The Parable of the Commencement of the Kingdom
Parable No. 1 - The Sower and the Seed, v. 1-9, 18-23
It is recorded of the Lord, ‘Jesus [went] out of the house’. This may well symbolize the Lord turning away from the house of Israel before revealing, in parables, the new and unique form of the interim kingdom.
‘And sat by the seaside’ is suggestive that having turned from apostate Israel our Lord is resorting to the Gentiles. The imagery of the sea is a picture of the Gentile nations, Isa. 57. 20. This parable is not introduced by the phrase, ‘the kingdom of heaven is like unto’ because it is preparatory to the establishment of the kingdom. It sets out the means of its inauguration by the preaching of the word of the kingdom.
We are not explicitly told who the sower is either in the parable or its interpretation. The following parable identifies the sower as the Son of man. It seems a reasonable assumption that this is the case here. ‘Son of man’ is a title use on only three occasions outside of the Gospel records. It emphasizes Christ’s manhood and His Messianic role. It is linked with Israel and the nations, not with the church. The sower is thought to be Christ. However, the seed of the word of the kingdom was sown by the Twelve and the Seventy primarily but they were acting under the auspices of Christ.
The seed, described by Matthew as the word of the kingdom, is described by Luke as the word of God, Luke 8. 11. Elsewhere it is described as the gospel of the kingdom. It was preached from the commencement of Jesus’ public ministry through the book of the Acts until the gospel of the grace of God took precedence. It will be taken up again during the Tribulation, Matt. 24. 14. The character of the sower and the condition of the seed are not in doubt. The variable factor derives from the nature of the soil.

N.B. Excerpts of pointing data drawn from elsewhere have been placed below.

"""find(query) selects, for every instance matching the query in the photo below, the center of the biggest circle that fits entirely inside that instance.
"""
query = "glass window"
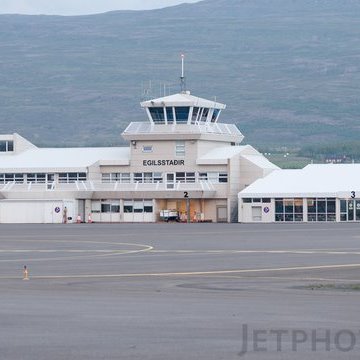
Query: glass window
(170, 115)
(138, 177)
(204, 114)
(321, 206)
(158, 177)
(148, 178)
(215, 115)
(182, 114)
(279, 206)
(180, 177)
(148, 206)
(343, 206)
(128, 206)
(311, 205)
(298, 204)
(331, 206)
(190, 177)
(6, 145)
(223, 177)
(125, 178)
(105, 208)
(157, 114)
(147, 149)
(202, 176)
(71, 177)
(138, 206)
(194, 115)
(180, 148)
(115, 206)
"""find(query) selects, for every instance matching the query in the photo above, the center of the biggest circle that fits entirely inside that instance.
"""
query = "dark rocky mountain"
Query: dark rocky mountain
(289, 70)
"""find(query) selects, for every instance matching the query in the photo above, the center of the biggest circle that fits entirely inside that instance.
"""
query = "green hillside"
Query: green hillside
(289, 70)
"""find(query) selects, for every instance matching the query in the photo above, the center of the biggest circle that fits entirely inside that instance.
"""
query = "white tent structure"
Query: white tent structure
(319, 192)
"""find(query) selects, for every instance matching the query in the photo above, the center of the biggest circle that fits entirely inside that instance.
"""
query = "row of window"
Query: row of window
(158, 177)
(350, 210)
(40, 178)
(180, 114)
(318, 209)
(130, 206)
(179, 148)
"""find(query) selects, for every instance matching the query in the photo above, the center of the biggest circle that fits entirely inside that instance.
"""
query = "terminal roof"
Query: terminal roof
(183, 99)
(315, 180)
(63, 159)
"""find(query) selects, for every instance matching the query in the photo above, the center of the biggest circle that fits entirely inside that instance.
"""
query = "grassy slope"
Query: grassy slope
(288, 69)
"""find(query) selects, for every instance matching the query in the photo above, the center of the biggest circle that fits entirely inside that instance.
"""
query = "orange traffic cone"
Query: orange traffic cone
(25, 273)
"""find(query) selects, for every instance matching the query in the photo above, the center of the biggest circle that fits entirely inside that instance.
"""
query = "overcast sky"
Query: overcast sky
(79, 7)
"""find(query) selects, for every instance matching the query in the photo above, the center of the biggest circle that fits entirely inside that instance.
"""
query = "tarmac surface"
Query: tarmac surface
(180, 291)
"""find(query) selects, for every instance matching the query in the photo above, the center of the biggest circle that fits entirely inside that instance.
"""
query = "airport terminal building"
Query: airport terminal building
(317, 193)
(180, 159)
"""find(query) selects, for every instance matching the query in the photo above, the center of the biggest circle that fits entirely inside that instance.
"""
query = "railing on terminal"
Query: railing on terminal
(212, 128)
(201, 185)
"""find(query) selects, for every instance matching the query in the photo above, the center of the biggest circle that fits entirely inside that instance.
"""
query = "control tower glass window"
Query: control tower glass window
(6, 145)
(157, 114)
(170, 115)
(204, 114)
(182, 114)
(215, 115)
(195, 114)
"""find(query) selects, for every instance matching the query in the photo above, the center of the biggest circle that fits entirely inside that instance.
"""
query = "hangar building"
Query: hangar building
(317, 193)
(182, 159)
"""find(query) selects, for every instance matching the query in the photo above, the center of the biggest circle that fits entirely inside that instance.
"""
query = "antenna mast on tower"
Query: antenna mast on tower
(182, 78)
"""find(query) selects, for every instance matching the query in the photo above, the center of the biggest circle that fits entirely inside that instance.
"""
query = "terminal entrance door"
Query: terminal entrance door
(221, 214)
(350, 210)
(256, 213)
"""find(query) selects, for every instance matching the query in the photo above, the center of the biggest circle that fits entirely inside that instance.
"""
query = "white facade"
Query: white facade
(181, 159)
(317, 193)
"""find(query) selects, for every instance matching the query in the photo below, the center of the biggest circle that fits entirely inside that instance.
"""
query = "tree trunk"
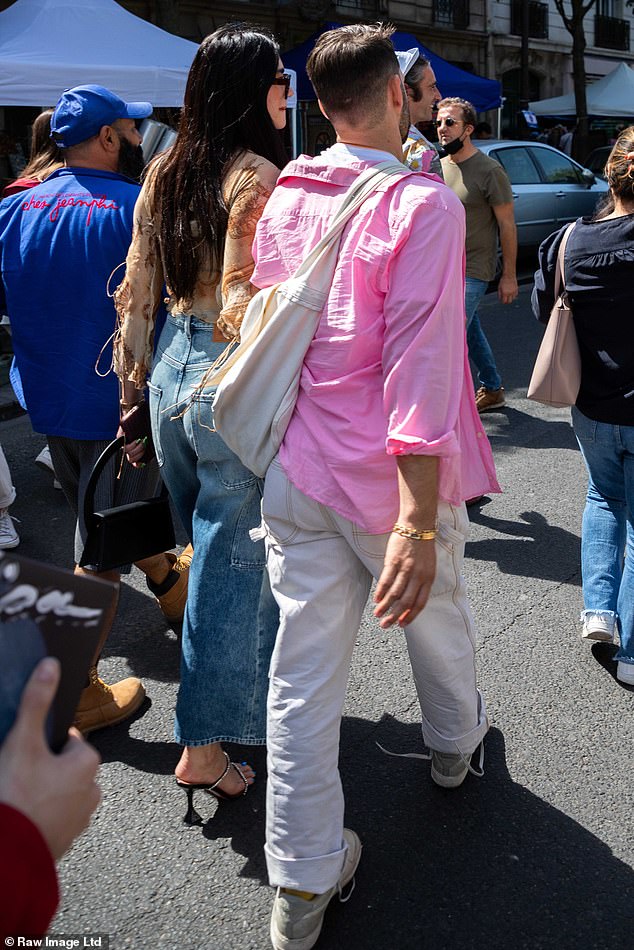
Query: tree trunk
(582, 135)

The soil depicts the heart of the recipient of the gospel seed. The seed is universally sown, not just on the good ground. The results vary as the conditions of the hearts of mankind differ in their responses to the message, cp. verses 4 and 19.
1 The Wayside Hearer HARDHEARTED – No Understanding – Satan
The seed fell by the wayside and the birds came and snatched it away. This hearer’s heart failed to understand the significance of the message. Then along came Satan and robbed the hearer of the seed of the gospel.
2 The Stony Ground Hearer FAINTHEARTED – No Root – Self
This seed fell on stony ground such as a rocky outcrop. Without any depth of soil for the roots to take hold and absorb food, the sun scorched the new growth and it quickly withered. Some appear to receive the word joyfully but, under persecution, they have no firmness and they flag. They are offended because life is not a bed of roses. They are called upon to suffer for Christ’s sake, and are not prepared for the cost, cp. verses 5, 6, 20, 21.
3 The Thorny Ground Hearer HALFHEARTED – No Fruit – Sin
The seed falls among thorns. The thorns grow and develop choking the growth of the seed. The cares of this world and the deceitfulness of riches overwhelm the fruitful development of the gospel seed. Mark adds, ‘and the lusts of other things entering in choke the word’. Luke introduces the ‘pleasures of this life’, cp. verses 7 and 22.
4 The Good Ground Hearer
WHOLEHEARTED – With Understanding – Spirit of God
The seed germinates, grows and bears fruit. There are different degrees of fruitfulness even in the wholehearted hearer; 100-fold, 60-fold and 30-fold. The degree of fruitfulness in the life of a believer varies with the degree of commitment. By their fruits ye shall know them. Spirituality in the believer’s life is seen in the display of the fruit of the Spirit, Gal. 5. 22, 23.
Each of the Synoptic Gospels records the parable of the sower but they end distinctively.
‘Who hath ears to hear, let him hear’, Matt. 13. 9 – The Means of hearing.
‘Take heed what ye hear’, Mark 4. 24 – The Material we hear.
‘Take heed how ye hear’, Luke 8. 18 – The Method of hearing.
This expression peculiar to Matthew is used fourteen times in the New Testament and always by our Lord Jesus Christ. It appears seven times in the Gospel narratives and seven times in the letters to the churches, Rev. 2, 3. The importance of hearing is stamped upon our chapter.
Mark underscores the value of this parable. ‘Know ye not this parable? And how then will ye know all parables?’ Mark 4. 13. The understanding of this parable is basic to the appreciation of the remaining parables.